Each of the structures outlined above would have certain advantages and disadvantages from a taxation point of view and there should also be considered carefully with a qualified advisor to ensure that your personal circumstances are taken into account and the proper balance of risk and benefit achieved.

In any of the structures outlined above it would also be important to consider what form of insurance cover should be put in place from not only a general liability point of view and also as regards life assurance both from a Keyman perspective and for instance to provide funds for the buy out of a deceased partner/shareholders interest.

Your business name will also at times be at your most significant asset and should be carefully safeguarded.  From a legal point of view if as a sole trader/partnership/company you trade under a different name this must be registered with the Registry of business names.

Depending on the nature of your business and how it develops you might have to give legal consideration to registering a trademark or a patent and ensuring that your confidential information is protected.
As outlined in a separate article sooner or later once your business commences, you, your partnership or your company may become an employer.  You should receive proper and detailed legal advice as to your various rights and obligations as an employer under not only, the broad raft of employment legislation, but also significant pieces of legislation such as Safety Health and Welfare at Work Act 1989 which imposes extensive obligations upon you as an employer to ensure for instance the preparation of a safety statement with regard to your place of work.

Before occupying any premises to operate the business whether by purchase, a short term or long term lease you should receive full legal advice with regard to the documentation involved and the rights and obligations arising.

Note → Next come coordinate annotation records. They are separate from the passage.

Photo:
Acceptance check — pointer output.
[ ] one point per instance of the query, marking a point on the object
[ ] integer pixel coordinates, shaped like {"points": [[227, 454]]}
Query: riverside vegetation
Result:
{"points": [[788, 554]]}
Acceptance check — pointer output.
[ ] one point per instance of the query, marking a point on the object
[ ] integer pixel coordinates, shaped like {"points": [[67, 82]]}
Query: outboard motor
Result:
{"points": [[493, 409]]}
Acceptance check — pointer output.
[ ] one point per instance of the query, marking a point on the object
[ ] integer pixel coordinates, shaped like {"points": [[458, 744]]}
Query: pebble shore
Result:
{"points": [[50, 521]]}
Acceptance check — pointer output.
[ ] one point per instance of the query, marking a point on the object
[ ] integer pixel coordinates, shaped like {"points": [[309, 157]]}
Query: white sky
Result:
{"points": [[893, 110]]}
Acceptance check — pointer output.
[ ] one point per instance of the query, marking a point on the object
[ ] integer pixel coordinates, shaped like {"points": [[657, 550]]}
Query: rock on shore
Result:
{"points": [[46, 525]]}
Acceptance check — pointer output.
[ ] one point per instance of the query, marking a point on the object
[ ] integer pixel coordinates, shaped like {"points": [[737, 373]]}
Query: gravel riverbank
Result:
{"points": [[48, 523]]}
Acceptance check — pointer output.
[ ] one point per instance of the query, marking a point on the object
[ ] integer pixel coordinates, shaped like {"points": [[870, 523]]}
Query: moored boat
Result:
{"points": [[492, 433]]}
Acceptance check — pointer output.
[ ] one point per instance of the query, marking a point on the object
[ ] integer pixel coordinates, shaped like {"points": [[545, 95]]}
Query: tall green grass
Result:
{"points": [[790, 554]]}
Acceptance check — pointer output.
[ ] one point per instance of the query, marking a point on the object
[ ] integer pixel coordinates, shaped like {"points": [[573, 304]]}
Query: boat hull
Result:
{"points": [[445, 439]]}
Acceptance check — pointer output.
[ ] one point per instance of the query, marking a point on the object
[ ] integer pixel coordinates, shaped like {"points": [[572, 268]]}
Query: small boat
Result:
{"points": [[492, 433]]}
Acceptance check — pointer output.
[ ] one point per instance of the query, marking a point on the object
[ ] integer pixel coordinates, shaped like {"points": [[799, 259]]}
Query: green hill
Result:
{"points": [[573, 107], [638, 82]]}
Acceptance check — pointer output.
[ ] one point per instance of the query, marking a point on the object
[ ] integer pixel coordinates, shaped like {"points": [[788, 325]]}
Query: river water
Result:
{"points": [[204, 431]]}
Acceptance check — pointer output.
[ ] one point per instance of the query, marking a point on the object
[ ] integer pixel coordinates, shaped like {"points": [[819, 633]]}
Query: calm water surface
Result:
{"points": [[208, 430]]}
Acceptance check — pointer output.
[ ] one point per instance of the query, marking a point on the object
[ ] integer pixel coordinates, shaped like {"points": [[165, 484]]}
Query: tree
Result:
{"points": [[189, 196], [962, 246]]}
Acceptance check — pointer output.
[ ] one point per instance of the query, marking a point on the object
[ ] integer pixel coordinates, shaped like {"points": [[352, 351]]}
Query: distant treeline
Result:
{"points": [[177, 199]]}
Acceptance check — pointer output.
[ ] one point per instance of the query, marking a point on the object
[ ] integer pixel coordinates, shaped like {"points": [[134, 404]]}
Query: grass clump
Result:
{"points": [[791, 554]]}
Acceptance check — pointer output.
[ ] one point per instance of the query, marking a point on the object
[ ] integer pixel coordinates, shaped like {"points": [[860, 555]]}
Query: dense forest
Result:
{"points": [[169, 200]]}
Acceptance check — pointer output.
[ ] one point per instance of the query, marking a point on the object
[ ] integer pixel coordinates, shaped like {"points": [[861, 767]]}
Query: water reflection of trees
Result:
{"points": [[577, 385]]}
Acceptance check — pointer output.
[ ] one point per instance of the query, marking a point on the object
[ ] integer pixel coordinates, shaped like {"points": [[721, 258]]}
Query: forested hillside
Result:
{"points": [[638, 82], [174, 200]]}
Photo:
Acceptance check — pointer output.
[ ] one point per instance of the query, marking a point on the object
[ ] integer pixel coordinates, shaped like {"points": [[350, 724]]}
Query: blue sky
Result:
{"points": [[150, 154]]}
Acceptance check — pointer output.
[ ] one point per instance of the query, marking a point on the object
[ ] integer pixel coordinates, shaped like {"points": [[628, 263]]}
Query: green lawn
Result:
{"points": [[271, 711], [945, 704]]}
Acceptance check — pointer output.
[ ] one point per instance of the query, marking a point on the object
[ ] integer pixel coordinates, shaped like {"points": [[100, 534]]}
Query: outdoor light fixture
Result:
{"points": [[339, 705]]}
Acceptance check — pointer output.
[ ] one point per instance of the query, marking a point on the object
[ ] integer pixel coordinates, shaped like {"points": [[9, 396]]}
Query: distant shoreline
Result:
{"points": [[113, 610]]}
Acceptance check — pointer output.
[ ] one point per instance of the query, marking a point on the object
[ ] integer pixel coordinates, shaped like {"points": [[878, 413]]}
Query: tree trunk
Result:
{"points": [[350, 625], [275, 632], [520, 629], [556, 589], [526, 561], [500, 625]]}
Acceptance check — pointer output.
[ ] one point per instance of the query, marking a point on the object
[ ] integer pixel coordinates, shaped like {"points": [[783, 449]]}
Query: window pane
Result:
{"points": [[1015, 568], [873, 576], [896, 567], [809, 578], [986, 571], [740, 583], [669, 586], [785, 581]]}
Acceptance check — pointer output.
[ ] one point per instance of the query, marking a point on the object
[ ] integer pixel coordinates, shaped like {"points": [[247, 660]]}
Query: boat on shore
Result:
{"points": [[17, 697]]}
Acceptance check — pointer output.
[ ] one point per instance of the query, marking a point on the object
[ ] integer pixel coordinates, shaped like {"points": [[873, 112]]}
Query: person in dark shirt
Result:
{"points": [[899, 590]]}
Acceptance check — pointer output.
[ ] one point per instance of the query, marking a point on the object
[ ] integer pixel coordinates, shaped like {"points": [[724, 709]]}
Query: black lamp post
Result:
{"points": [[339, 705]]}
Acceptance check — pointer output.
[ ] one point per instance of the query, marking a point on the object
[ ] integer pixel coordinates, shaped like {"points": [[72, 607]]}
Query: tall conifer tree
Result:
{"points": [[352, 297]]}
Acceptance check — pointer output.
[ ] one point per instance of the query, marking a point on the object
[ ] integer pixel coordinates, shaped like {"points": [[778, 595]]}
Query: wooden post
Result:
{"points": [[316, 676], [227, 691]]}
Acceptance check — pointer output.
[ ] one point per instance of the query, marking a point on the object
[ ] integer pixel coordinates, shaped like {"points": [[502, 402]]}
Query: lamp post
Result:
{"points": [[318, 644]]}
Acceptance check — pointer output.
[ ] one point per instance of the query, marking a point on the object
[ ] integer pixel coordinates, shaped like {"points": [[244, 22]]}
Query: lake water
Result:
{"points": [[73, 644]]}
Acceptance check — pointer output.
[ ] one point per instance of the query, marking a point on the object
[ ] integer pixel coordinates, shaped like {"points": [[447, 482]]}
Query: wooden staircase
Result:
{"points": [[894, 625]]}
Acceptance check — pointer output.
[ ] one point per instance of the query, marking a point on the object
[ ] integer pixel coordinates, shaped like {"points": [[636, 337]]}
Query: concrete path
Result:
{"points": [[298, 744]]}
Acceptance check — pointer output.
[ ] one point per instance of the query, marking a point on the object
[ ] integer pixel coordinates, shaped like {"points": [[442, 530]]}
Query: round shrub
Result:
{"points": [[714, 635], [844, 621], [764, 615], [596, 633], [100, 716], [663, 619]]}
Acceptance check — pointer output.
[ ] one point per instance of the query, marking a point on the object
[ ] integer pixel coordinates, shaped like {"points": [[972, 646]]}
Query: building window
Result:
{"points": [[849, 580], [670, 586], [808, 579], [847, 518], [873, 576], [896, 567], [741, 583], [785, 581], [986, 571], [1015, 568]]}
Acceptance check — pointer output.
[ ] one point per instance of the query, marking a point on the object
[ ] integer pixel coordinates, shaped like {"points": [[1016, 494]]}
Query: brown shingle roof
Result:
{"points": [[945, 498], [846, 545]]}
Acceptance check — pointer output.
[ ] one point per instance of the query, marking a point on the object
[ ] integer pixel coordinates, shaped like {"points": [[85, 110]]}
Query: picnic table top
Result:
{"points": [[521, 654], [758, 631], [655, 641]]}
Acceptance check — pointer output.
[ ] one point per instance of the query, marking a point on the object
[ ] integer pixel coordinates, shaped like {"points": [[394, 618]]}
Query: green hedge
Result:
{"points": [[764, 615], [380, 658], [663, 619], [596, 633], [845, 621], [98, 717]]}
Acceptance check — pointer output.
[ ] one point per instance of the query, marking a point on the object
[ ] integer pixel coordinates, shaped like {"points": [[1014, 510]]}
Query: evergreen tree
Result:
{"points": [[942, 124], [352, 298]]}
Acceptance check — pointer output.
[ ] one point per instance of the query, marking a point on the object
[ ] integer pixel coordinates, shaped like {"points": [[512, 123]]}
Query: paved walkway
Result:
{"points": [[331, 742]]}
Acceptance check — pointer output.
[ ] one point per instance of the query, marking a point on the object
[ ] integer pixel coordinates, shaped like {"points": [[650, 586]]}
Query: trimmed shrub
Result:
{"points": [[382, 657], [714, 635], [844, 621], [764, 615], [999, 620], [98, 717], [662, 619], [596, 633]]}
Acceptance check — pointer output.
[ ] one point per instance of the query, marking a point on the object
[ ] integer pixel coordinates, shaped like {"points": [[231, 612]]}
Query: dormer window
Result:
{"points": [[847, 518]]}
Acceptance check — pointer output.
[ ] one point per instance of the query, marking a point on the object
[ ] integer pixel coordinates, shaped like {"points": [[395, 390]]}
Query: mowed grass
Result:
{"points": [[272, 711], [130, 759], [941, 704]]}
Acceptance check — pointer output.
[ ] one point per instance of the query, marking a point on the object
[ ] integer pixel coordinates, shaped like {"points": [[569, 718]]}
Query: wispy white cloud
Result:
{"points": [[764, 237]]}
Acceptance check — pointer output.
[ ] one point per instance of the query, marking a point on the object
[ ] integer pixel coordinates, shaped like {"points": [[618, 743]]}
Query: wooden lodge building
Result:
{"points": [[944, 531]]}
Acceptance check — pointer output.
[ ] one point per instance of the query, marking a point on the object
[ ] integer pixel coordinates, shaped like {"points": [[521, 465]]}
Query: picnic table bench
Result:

Depending on the nature of your business there are many other legal considerations which might arise in respect of which you should be fully and properly advised.  To name but a few you may encounter issues relating to Planning Regulations, Environmental Law, Competition Law, Product Safety, Data Protection and Consumer Protection Legislation.  Many of these impose criminal penalties which as outlined above may “lift the corporate veil”.  It is not a defence to claim ignorance of the law.

It is essential to obtain proper legal, taxation and accounting advice before concluding the structure of your proposed new business.  It will also be important to obtain proper qualified professional advice from time to time during what will hopefully be many successful years of trading for you.